Every day that we, as citizens of the United States, engage in uncivil discourse we are diminishing our freedom.  Do any of us watch what is occurring in the Congress, in the White House, in the media, and through social media and doubt that we are headed down a road that will not end well.  We are headed down the road of intolerance that leads to hate.

“Freedom is the power, rooted in reason and will, to act or not to act, to do this or that, and so to perform deliberate actions on one’s own responsibility. By free will one shapes one’s own life. …” –(CCC 1731)  When we let our public discourse and actions become filled with hostility, a desire to win at all cost, and no focus on how our actions impact individuals then we have jeopardized freedom.   The difference between the current citation in the U.S., and so many failed countries, is that in the U.S. the government is made up of the people.  We should not be pointing at a few elected officials and saying they are the problem.  They are only in their seats and able to maintain their behavior if we support it.  They are only able to pass laws that do not respect human dignity if we support it.  Therefore, we are the problem.

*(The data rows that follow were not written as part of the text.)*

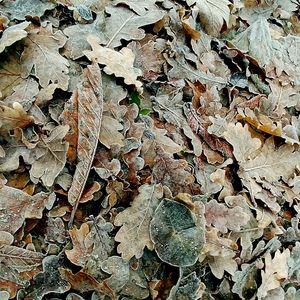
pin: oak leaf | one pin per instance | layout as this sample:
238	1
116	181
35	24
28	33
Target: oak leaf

There are three questions that should be ask before every decision:

  • How is human dignity protected?
  • How is suffering alleviated?
  • Will anyone be made worse off?

Likewise, when we speak publicly, including through social media, we should ask three questions:

  • How could what I’m saying be construed to violate human dignity?
  • Will my statements cause anyone to suffer?
  • Are my words kind, thoughtful, and respectful (not the truth hurts kind or pointing out the error of your ways kind or it is my job to set you straight kind)?

If you can’t respond to these questions in a way that promotes freedom and is compassionate then be silent until you can. Silence can beautiful and enlightening.